Además, en cada documento que tratan, les sugiero que busquen un rostro. Esto es importante: detrás de cada uno de esos papeles hay un rostro, diez rostros, tantos rostrosBusquen un rostro:los rostros de las personas detrás de esos papeles. Ponerse en su lugar  para comprender mejor su situación … Es importante no quedarse en la superficie, sino tratar de llegar a la realidad para ver sus rostros y llegar al corazón de las personas. Están muy lejos, pero están transcritas aquí Entonces, el trabajo se convierte en un interesarse por los demás, las vivencias, las historias de todos.
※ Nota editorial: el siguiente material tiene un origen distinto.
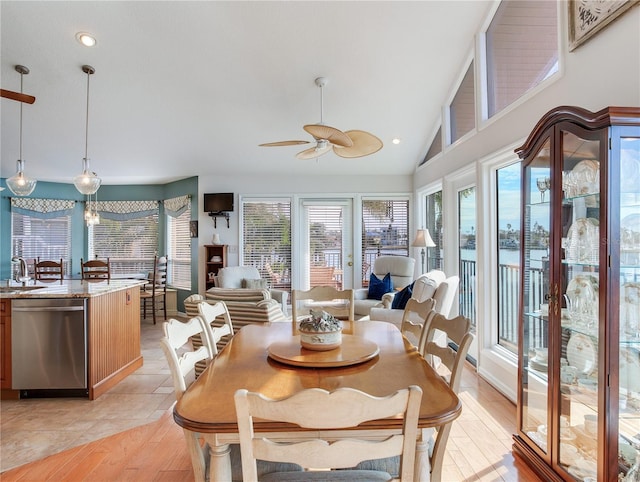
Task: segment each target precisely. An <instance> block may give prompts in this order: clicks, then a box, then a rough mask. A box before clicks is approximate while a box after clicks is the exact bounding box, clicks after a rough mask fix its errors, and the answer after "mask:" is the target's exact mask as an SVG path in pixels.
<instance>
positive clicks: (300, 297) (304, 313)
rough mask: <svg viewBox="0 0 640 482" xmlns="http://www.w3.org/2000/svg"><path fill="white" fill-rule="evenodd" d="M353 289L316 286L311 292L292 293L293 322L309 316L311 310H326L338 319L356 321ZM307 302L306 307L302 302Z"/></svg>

Y algo más: recordemos lo que decía San Juan de la Cruz: “El alma que anda en amor ni cansa, ni se cansa” (Dichos de amor y luz, 96). Para avanzar necesitamos amar. La pregunta que plantearse no es “¿Cuánto me pesan estas cosas que tendré que hacer?”, sino “¿Cuánto amor pongo en estas cosas que hago ahora “? El que ama tienen imaginación para hallar soluciones donde otros solo ven problemas. El que ama ayuda al otro según sus necesidades y con creatividad, no según ideas preestablecidas o lugares comunes. Es un creador: el amor te lleva a crear, está siempre adelante,

Entusiasmo, buscar los rostros, amar: así se puede seguir adelante, y así  animo también a ustedes a seguir adelante, día a día.

Dios los bendiga, así como a sus seres queridos y al trabajo que realizan en el FIDA en beneficio de muchos, para vencer el gravísimo flagelo del hambre en el mundo. Y también yo pido algo. Les pido que no se olviden de rezar por mí, o al menos de enviarme buenos pensamientos. ¡Gracias!